Results 1 to 7 of 7

Thread: How to compress strings with equal number of 0s and 1s

  1. #1
    Member
    Join Date
    Jan 2017
    Location
    Spain
    Posts
    3
    Thanks
    0
    Thanked 0 Times in 0 Posts

    How to compress strings with equal number of 0s and 1s

    I have several binary strings

    S1 = ....
    S2 = ....
    S3 = ....
    etc...

    each string with these properties:

    1. they are of arbitrary length
    2. within each string the amount of 0 bits is the same amount of 1 bits (for example: 000111)
    3. there does not exist any partial string (= a substring starting in position 0 and with length L), with the same amount of 0s and 1s other than the whole string itself.
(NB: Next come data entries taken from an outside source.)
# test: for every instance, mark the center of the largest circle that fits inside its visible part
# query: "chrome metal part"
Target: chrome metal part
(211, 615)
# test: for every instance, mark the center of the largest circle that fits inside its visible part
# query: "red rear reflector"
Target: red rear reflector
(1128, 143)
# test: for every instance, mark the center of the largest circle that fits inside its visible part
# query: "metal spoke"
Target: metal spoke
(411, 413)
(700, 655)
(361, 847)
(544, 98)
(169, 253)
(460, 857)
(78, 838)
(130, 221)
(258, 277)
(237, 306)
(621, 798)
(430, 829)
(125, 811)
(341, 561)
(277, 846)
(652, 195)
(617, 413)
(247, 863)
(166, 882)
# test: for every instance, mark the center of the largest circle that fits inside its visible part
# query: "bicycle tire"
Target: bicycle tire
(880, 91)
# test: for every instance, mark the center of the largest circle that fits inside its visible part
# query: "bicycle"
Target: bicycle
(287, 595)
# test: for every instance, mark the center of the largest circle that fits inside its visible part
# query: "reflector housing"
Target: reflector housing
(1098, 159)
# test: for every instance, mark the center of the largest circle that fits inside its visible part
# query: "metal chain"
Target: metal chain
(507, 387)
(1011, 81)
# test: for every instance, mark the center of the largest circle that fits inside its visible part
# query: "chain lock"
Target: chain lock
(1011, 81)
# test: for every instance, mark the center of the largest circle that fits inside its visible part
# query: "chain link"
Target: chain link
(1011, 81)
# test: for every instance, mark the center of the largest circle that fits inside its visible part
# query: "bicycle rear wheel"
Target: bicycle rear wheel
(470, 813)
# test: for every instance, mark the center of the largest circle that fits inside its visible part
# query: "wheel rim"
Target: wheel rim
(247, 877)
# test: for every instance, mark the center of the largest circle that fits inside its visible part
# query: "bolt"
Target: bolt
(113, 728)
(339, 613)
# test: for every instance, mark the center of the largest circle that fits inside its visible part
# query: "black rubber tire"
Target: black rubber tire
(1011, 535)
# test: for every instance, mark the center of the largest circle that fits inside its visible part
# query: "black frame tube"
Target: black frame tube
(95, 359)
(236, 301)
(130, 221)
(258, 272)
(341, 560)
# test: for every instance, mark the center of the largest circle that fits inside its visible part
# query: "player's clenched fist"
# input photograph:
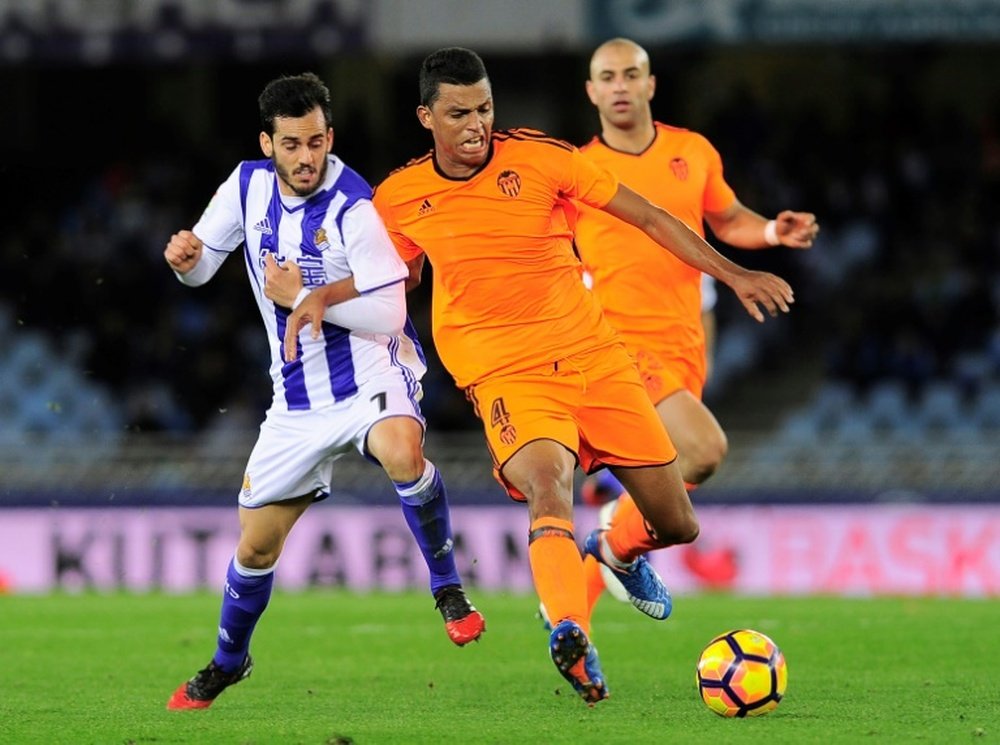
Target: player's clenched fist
(183, 251)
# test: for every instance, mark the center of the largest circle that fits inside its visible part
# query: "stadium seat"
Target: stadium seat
(888, 405)
(940, 407)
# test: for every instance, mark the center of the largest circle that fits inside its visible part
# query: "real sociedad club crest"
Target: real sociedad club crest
(320, 239)
(509, 183)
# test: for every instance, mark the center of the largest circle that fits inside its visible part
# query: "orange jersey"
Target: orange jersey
(507, 294)
(651, 297)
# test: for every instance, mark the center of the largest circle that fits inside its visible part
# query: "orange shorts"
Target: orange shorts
(666, 371)
(592, 403)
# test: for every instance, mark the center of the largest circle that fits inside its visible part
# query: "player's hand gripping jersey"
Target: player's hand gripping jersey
(507, 290)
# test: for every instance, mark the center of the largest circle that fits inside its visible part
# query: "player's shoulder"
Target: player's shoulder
(413, 168)
(415, 171)
(527, 137)
(672, 132)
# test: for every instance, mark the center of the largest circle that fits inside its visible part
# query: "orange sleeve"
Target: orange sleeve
(593, 184)
(405, 247)
(719, 195)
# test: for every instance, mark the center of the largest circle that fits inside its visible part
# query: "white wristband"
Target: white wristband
(303, 293)
(771, 233)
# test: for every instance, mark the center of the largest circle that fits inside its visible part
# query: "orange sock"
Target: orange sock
(629, 536)
(557, 569)
(594, 581)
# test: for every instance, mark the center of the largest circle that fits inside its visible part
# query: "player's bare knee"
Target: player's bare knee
(405, 464)
(704, 460)
(256, 558)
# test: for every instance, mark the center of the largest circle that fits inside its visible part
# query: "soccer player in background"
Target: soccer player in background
(355, 387)
(518, 331)
(651, 297)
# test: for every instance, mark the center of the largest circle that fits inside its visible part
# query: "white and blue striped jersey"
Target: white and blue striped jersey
(331, 234)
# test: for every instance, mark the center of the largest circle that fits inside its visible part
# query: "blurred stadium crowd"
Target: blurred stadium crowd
(896, 150)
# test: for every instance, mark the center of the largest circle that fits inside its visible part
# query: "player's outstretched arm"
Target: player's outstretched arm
(754, 289)
(741, 227)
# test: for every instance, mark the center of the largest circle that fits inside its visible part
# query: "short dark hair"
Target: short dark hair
(451, 65)
(293, 96)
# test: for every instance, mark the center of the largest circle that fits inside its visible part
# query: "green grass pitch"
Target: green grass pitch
(336, 667)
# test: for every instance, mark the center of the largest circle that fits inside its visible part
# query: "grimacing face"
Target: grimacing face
(620, 85)
(298, 149)
(461, 121)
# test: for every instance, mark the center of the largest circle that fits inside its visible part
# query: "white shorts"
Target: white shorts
(295, 451)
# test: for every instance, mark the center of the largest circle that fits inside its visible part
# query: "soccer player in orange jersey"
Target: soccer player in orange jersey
(652, 298)
(548, 376)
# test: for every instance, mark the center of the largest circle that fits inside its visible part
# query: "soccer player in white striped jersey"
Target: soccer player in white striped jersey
(355, 385)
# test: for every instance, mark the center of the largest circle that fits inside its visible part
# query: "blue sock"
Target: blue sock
(425, 507)
(243, 601)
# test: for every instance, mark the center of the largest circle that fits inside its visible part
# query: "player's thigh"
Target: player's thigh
(521, 410)
(692, 426)
(391, 425)
(293, 454)
(618, 423)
For example, 001101 is not a valid string because there is the partial string "0011" with the same number of 0s and 1s. On the other hand, 110100 is valid because I only have the same number of 0s and 1s at the end of the string
    4. other than the properties above, bits can be considered randomly distributed

    Because of property 3. I can concatenate all strings into a single string S1S2S3S4... and I can always retrieve them again (each string is equal to "read up until you get an equal amount of 0s and 1s").
    My question is... what's the best way to compress this string S1S2S3S4...? I've tried to run some of them into bz2, lzma, xz, but they all seem to expand the original string rather than compressing it. Any idea? Hints? HALPPP

  2. #2
    Member
    Join Date
    Nov 2013
    Location
    Kraków, Poland
    Posts
    645
    Thanks
    205
    Thanked 196 Times in 119 Posts
    If you want to do it optimally (assuming uniform probability distribution among all possibilities), you need to solve recurrence for the number of combinations fulfilling your condition 3:
    C(k,l) - the number of bit sequences with k zeros and l ones fulfilling your condition 3 (no prefix contains the same number of 0 and 1)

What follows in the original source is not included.